Amnesty international s’étrangle et se fait fort de citer de nombreux cas d’emprisonnement.

El sexto. Et l’ONG sélectionne cet exemple, pour Europe 1 : « Quelques heures après la mort de Fidel Castro, l’artiste El sexto [un graffeur NDLR] a été ré-arrêté, il aurait écrit sur un mur un graffiti disant simplement : ’Se fue’. C’est-à-dire : Il est parti ». Allusion ironique à la mort de Fidel…
Je relis : « … il aurait écrit sur un mur un graffiti disant simplement  : ’Se fue’… ».

J’ai pris le temps de vérifier, ce matin (c’est-à-dire que j’ai perdu du temps) : Le grapheur avait décoré de tags (et non pas simplement de deux mots : se fue), le mur en façade d’un des plus beaux hôtels de La Havane et il poursuivait sur des édifices publics.
Couverture
Il a été interrompu et embarqué, chose qui ne lui serait pas arrivée à Paris s’il avait taggué le Ritz, le Crillon, le Palais Bourbon et s’il s’était dirigé vers le Palais de l’Elysée ou vers la cathédrale Notre Dame.

Trois autres histoires amusantes sur trois autres dissidents

Je vais vous raconter les histoires amusantes de trois autres dissidents pour lesquels Amnesty et notre classe politico-médiatique se sont enflammées.

1- Raúl Rivero.
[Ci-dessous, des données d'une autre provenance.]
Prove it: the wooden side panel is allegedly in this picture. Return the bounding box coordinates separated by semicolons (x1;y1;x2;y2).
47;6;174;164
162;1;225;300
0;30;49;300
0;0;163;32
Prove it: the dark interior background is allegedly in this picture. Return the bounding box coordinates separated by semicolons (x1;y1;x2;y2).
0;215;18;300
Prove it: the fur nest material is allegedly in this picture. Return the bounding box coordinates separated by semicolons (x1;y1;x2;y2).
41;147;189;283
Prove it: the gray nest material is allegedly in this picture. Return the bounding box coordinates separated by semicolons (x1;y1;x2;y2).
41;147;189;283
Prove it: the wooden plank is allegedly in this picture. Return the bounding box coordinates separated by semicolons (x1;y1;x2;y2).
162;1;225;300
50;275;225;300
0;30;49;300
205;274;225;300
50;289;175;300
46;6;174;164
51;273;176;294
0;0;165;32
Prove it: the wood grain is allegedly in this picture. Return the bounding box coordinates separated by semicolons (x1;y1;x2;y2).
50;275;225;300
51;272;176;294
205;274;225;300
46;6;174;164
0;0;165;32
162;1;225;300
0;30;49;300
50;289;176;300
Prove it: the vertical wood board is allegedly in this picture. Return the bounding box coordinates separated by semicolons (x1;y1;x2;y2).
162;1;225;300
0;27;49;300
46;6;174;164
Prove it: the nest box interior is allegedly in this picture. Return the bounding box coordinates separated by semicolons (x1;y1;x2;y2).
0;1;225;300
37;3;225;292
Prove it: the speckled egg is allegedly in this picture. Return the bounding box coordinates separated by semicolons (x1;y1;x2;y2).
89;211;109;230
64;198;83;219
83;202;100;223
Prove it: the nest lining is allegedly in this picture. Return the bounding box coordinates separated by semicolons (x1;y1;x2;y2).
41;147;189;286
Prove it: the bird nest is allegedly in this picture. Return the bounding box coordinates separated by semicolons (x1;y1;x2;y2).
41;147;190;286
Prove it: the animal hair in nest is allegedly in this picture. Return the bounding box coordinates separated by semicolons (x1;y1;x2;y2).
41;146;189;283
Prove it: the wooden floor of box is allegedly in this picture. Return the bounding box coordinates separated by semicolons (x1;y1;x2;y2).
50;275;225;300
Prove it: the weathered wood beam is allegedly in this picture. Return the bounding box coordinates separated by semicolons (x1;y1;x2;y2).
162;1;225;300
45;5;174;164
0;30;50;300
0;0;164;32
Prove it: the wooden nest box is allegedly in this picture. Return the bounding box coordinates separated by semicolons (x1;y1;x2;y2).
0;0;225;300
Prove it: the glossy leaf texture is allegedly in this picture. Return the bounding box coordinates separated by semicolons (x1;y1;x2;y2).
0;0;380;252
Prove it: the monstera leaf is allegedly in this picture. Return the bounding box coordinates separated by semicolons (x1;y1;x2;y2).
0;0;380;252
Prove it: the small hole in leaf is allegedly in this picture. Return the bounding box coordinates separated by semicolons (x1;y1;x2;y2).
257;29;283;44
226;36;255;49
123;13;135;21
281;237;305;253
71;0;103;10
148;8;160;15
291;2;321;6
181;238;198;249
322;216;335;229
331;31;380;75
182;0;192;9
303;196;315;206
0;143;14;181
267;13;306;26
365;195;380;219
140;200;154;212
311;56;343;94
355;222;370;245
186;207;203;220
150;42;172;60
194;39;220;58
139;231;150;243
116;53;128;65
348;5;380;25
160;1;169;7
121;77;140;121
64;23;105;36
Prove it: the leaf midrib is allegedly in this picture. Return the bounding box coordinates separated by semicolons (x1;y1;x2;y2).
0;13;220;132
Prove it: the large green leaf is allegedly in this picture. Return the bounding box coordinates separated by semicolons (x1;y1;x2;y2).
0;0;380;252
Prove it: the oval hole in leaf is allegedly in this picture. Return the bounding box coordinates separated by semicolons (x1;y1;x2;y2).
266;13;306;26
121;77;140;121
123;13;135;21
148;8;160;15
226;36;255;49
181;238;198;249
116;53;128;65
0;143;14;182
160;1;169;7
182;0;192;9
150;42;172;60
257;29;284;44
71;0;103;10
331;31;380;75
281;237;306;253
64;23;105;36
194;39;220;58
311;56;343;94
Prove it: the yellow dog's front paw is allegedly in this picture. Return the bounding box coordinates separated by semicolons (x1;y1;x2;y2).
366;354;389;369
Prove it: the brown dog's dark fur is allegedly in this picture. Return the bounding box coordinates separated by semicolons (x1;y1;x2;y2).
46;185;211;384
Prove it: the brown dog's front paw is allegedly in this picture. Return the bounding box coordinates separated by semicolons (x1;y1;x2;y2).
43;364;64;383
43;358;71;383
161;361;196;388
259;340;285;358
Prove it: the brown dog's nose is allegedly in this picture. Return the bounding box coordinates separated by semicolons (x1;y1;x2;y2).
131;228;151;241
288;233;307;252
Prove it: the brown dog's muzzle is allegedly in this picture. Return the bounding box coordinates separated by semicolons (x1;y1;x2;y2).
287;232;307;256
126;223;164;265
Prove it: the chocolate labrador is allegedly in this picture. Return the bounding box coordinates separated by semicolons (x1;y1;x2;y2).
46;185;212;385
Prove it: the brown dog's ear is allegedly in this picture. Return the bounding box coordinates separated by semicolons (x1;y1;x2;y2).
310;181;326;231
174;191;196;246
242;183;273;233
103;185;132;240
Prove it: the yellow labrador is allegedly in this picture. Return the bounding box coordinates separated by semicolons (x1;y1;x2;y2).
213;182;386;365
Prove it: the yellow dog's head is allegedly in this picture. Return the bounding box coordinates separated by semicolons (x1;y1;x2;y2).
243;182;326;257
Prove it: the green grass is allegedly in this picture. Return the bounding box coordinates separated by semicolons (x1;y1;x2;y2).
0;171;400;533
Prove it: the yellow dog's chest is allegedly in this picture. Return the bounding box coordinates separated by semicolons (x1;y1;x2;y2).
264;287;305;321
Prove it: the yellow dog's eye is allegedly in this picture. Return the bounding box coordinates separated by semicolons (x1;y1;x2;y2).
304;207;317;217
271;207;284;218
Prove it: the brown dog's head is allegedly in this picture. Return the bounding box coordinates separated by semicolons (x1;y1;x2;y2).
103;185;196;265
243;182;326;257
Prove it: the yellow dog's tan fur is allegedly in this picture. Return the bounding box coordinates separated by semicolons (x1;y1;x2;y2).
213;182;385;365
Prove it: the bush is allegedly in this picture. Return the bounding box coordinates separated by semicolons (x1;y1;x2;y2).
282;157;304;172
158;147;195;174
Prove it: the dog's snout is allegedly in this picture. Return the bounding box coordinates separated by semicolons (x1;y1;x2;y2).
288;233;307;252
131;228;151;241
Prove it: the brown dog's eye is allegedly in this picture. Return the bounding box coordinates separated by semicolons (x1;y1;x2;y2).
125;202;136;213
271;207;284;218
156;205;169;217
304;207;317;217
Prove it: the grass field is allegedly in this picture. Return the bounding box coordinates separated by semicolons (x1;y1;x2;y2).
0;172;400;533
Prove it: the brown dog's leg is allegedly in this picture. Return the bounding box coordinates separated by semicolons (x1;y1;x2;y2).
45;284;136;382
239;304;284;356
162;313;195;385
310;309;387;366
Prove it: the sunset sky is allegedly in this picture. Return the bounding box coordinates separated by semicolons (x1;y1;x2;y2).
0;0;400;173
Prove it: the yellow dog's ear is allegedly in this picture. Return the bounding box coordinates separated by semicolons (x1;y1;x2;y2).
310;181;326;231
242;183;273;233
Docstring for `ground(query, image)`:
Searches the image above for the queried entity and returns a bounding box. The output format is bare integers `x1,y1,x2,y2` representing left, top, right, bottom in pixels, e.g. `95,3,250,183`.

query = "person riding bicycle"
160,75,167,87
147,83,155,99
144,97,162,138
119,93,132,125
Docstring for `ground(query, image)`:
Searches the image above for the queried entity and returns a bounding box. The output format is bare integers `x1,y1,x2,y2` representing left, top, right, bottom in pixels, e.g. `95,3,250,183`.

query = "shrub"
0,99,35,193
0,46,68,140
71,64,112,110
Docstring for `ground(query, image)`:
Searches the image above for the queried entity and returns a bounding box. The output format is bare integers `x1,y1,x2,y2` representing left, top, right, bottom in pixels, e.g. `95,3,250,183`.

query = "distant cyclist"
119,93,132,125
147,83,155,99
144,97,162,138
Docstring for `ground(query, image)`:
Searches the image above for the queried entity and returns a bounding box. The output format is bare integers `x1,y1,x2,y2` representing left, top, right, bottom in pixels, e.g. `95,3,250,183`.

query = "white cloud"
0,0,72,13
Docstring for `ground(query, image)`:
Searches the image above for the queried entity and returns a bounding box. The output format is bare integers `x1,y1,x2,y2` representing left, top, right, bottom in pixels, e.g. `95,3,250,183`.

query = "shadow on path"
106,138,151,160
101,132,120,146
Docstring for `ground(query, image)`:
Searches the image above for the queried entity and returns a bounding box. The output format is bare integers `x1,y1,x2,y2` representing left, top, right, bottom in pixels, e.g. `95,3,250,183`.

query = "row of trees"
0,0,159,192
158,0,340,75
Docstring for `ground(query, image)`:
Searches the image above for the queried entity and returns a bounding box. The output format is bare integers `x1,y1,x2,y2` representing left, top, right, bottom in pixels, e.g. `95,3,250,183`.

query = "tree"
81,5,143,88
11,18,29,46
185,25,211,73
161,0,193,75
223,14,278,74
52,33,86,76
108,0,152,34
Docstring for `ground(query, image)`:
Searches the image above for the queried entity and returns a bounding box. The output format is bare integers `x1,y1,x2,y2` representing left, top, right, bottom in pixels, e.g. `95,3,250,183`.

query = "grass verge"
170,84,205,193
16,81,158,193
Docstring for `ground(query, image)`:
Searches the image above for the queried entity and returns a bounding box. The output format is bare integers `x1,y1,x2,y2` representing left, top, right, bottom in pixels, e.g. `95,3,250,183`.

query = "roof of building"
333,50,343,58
En mars 2003, lassé de la multiplication de bobards lancés depuis de prétendues agences de presse indépendantes cubaines financées en fait par les USA (j’en apporte des preuves détaillées dans mon livre «  La face cachée de Reporters sans frontières »), le gouvernement cubain a lancé un coup de filet et il a arrêté un paquet de mercenaires ou dissidents, choisissez.

Parmi eux, le poète Raúl Rivero. Une campagne internationale se déclenche alors : Rivero est parait-il soumis à d’effroyables conditions d’incarcération, il a perdu 20 ou 30 kg, ses jours sont en danger, etc.

Prenant les menteurs de vitesse, les autorités cubaines le libèrent. Apparaît alors un homme gros et gras, obèse, avouant avoir eu libre accès à la lecture et ayant dévoré le dernier livre de Gabriel Garcia Márquez, « Historias de mis putas tristes », mais ayant souffert, la nuit, du chant d’un grillon.
Amnesty international a alors revu sa copie.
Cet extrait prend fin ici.